John D. Lee, however, is a harder sell as a noble figure, as he was one of the chief participants in the infamous and tragic Mountain Meadows Massacre. As one of the perpetrators of one of the deadliest acts of religious zealousness in the nineteenth century, it is a tough task to place him in the same league as the conscientious Hübener. Yet Rogers does accomplish a sympathetic and moving portrayal of Lee as a tragic figure, though one I still find highly problematic considering his status as a mass murderer of innocent men, women, and children. Like Shakespeare, who can even give Richard III a sympathetic twist when facing his death at the end of that famous tragedy, Rogers digs deep to find the human, even in the darkest parts of our natures.
After the Mountain Meadows Massacre, John D. Lee, while initially protected by Mormon leadership—especially Brigham Young, who saw the zealous and devoted Lee as an adopted son—was, like Hübener, scapegoated and offered as a sacrifice to the US government to deflect the attention off the rest of the community. Also like Hübener, Lee was excommunicated from the church he had sacrificed so much for, even the sacrifice of his honor and eventually the sacrifice of his life. In two essays and an interview, Rogers gives us a good deal of the context and consequences behind the writing of these honest, spiritual, but dangerous (at least according to some past overly-orthodox sources) plays.

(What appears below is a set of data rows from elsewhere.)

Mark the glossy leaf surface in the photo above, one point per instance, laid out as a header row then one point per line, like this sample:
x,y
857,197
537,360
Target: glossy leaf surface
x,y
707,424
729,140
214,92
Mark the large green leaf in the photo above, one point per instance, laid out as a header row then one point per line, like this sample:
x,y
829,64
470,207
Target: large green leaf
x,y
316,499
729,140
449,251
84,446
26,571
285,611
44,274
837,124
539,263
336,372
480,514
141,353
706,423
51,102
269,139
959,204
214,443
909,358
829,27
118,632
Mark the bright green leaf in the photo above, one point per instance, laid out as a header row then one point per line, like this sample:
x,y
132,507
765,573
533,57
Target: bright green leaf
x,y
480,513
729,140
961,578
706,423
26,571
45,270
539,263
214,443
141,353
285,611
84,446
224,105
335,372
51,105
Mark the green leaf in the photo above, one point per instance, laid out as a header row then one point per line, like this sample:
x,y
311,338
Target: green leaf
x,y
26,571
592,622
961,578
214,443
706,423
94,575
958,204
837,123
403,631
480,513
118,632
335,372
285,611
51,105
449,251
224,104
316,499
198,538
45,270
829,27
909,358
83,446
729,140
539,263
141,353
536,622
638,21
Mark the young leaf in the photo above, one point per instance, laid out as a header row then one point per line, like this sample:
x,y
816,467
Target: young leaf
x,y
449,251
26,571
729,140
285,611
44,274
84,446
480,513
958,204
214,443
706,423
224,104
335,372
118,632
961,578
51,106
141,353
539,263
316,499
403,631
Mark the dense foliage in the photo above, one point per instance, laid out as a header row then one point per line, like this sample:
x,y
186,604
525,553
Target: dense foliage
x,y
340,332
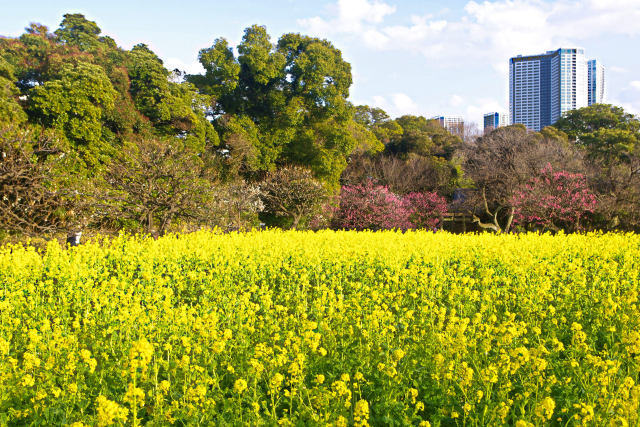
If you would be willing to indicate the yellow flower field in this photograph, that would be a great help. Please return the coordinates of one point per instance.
(340, 328)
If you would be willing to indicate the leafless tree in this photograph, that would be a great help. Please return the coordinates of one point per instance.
(416, 173)
(292, 192)
(31, 202)
(155, 182)
(501, 162)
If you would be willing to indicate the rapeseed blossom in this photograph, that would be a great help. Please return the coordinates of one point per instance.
(326, 328)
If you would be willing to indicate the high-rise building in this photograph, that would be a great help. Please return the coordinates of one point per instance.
(454, 124)
(596, 82)
(543, 87)
(495, 120)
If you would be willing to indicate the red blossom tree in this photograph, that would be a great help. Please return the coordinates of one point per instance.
(370, 207)
(374, 207)
(554, 200)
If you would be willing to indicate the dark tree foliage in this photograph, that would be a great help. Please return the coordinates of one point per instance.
(155, 183)
(610, 138)
(30, 202)
(287, 99)
(501, 163)
(291, 195)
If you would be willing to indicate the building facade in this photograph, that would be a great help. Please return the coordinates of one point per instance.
(596, 82)
(495, 120)
(543, 87)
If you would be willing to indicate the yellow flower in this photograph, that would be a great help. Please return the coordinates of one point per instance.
(361, 413)
(398, 354)
(109, 412)
(545, 408)
(239, 386)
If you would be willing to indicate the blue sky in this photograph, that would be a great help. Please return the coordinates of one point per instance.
(408, 56)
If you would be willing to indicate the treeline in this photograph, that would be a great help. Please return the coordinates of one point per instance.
(95, 137)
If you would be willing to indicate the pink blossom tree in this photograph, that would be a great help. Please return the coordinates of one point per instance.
(425, 210)
(374, 207)
(554, 200)
(370, 207)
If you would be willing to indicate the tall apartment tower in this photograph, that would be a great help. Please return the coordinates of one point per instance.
(596, 82)
(543, 87)
(495, 120)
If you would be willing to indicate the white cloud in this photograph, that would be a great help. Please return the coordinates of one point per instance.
(456, 100)
(489, 30)
(350, 16)
(396, 104)
(616, 69)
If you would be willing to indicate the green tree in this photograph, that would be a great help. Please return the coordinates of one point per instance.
(607, 132)
(610, 138)
(294, 93)
(75, 103)
(291, 195)
(76, 30)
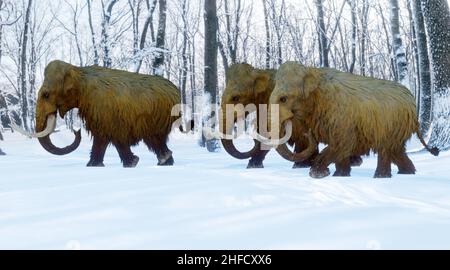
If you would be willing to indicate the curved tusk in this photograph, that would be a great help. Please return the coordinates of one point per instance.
(211, 133)
(50, 127)
(18, 129)
(284, 151)
(277, 142)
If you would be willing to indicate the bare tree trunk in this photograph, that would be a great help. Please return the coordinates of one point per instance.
(352, 4)
(184, 53)
(106, 20)
(425, 114)
(364, 36)
(323, 42)
(23, 67)
(211, 28)
(267, 27)
(437, 20)
(91, 27)
(398, 49)
(148, 24)
(158, 63)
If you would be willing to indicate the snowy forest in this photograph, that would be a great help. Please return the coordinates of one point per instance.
(365, 85)
(402, 40)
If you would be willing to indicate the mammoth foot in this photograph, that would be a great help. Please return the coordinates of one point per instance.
(411, 171)
(379, 174)
(355, 161)
(302, 165)
(255, 164)
(319, 173)
(93, 163)
(131, 163)
(168, 162)
(341, 173)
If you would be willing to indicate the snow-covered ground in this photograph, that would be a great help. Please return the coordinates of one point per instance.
(210, 201)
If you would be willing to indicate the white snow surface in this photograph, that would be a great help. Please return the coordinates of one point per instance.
(211, 201)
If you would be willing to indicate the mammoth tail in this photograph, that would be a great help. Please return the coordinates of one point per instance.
(190, 127)
(434, 151)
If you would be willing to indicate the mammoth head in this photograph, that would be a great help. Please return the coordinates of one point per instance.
(59, 93)
(244, 85)
(294, 83)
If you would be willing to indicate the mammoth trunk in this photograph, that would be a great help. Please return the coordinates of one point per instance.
(45, 128)
(284, 151)
(228, 144)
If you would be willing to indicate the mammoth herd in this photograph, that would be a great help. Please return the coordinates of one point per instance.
(351, 115)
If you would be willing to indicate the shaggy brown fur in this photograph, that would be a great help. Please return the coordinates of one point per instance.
(116, 106)
(351, 114)
(247, 85)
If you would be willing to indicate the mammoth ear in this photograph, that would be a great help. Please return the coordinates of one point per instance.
(261, 82)
(71, 82)
(310, 82)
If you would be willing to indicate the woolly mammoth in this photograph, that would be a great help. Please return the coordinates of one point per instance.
(117, 107)
(247, 85)
(350, 114)
(1, 139)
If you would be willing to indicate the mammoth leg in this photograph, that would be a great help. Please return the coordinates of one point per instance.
(383, 166)
(321, 163)
(343, 168)
(163, 153)
(98, 152)
(404, 164)
(355, 161)
(256, 161)
(299, 147)
(129, 160)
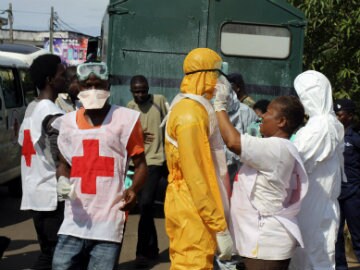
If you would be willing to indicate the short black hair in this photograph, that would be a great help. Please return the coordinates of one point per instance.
(42, 67)
(261, 105)
(138, 78)
(70, 73)
(291, 108)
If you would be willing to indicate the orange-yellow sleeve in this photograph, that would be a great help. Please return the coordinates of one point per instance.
(197, 165)
(135, 144)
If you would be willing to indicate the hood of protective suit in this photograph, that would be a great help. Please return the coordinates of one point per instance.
(314, 91)
(201, 83)
(322, 136)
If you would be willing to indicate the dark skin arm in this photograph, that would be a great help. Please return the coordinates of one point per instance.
(140, 175)
(229, 134)
(63, 168)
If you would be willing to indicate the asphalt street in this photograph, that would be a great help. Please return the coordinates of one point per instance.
(23, 249)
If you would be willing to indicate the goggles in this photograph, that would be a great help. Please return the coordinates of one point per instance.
(223, 70)
(100, 70)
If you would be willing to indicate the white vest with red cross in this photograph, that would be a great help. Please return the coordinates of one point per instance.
(98, 160)
(37, 171)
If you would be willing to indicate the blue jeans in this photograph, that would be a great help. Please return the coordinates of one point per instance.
(147, 244)
(74, 253)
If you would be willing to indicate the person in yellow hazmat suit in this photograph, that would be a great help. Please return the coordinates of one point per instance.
(196, 201)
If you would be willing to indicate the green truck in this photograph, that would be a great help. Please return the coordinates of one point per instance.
(261, 39)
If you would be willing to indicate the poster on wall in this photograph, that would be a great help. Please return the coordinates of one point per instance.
(71, 50)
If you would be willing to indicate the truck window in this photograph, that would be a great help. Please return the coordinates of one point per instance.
(11, 92)
(28, 86)
(255, 40)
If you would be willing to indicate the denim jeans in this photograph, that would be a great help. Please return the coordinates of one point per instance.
(147, 244)
(47, 224)
(74, 253)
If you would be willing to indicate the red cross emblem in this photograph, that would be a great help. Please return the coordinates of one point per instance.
(28, 148)
(91, 165)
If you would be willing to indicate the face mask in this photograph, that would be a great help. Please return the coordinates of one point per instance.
(94, 98)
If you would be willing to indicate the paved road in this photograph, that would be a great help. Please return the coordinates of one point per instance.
(24, 249)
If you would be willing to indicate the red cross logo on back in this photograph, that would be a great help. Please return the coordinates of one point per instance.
(91, 165)
(27, 149)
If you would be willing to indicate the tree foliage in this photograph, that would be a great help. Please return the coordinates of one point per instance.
(332, 43)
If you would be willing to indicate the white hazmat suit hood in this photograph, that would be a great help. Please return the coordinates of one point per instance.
(321, 144)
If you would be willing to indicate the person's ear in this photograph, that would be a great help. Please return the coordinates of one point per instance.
(282, 122)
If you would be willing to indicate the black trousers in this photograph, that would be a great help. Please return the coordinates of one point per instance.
(257, 264)
(47, 225)
(147, 244)
(349, 212)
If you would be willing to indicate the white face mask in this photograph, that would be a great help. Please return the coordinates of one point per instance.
(93, 98)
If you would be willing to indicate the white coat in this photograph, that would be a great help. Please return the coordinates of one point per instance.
(250, 214)
(320, 144)
(37, 171)
(98, 160)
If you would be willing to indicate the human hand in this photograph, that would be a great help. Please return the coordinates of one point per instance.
(225, 245)
(222, 94)
(148, 137)
(64, 189)
(129, 200)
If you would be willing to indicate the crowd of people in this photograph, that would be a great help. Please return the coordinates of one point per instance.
(273, 181)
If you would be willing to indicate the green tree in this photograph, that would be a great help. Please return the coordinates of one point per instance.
(332, 43)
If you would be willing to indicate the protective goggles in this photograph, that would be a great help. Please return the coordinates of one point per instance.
(100, 70)
(223, 71)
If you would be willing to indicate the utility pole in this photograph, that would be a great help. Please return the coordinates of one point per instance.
(51, 34)
(11, 21)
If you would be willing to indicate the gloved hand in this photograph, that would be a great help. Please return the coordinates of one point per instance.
(222, 94)
(64, 189)
(225, 245)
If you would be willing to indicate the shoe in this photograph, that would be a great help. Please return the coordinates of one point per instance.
(142, 262)
(4, 243)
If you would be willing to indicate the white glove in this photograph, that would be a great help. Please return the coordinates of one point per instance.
(225, 245)
(222, 94)
(64, 189)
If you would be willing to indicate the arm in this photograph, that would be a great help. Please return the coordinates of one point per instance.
(63, 169)
(140, 175)
(52, 134)
(229, 134)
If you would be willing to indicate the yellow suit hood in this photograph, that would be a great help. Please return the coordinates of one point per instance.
(201, 82)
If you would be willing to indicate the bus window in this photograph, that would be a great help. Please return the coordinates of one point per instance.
(12, 94)
(262, 41)
(28, 86)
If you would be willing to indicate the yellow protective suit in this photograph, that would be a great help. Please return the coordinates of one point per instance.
(193, 207)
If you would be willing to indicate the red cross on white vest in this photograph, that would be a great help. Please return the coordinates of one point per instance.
(28, 148)
(91, 165)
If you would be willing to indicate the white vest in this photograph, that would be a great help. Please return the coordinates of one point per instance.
(37, 172)
(98, 160)
(247, 233)
(216, 147)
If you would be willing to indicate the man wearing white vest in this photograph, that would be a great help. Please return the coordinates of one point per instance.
(152, 109)
(96, 143)
(39, 156)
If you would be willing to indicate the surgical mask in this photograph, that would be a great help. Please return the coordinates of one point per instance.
(93, 98)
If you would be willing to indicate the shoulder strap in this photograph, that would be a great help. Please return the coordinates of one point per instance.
(157, 106)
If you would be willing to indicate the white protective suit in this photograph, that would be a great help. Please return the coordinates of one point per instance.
(321, 145)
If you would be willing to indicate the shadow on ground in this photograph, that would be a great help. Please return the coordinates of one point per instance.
(23, 260)
(163, 258)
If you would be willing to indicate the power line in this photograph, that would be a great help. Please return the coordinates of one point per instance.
(31, 12)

Huebener was one of the most overwhelmingly successful plays to ever run at BYU, with an extended run and over five thousand audience members. Despite such an encouraging enthusiasm, Rogers was asked not to perform the play again, as some Church leadership expressed concern that the play might have a revolutionary effect if spread among Latter-day Saints in the Cold War political reality of the time. If this act of censorship weren’t enough, Rogers was released early from his responsibilities with the BYU Honors Program, and it did seem as if, like Hübener and Lee, his very membership in the Church might have been in jeopardy.
Here’s one of the most interesting things about Hübener and Lee, though: both had their memberships reinstated after their deaths. Once cooler minds and warmer hearts within the Church leadership had a chance to review their cases, their stories had a more redemptive bent. The same can be said of Rogers. Though there were some who were threatened by his honest and unvarnished portrayals of our tragic natures, there were others who eventually lauded and praised him for such clear-eyed spirituality and integrity. The Church eventually trusted him with deeply responsible positions, as he was called to be the mission president for the Russia St. Petersburg Mission and was assigned as the traveling LDS patriarch in eastern Europe.
In the short term, spiteful fate seems to punish honesty. Yet the long arm of God’s grace catches up with such injustices. Let Your Hearts and Minds Expand is some of the fruit of Rogers’s authenticity and true-eyed faith. As Terryl Givens writes in the foreword, Rogers “reminds us, without saying so explicitly, that Latter-day Saints too often forget our legacy that sets us apart: we are supposed to believe the adventure loomed outside the Garden” (xiii). Knowledge may lead to penalty, but it is also the first step on the road to eternal life.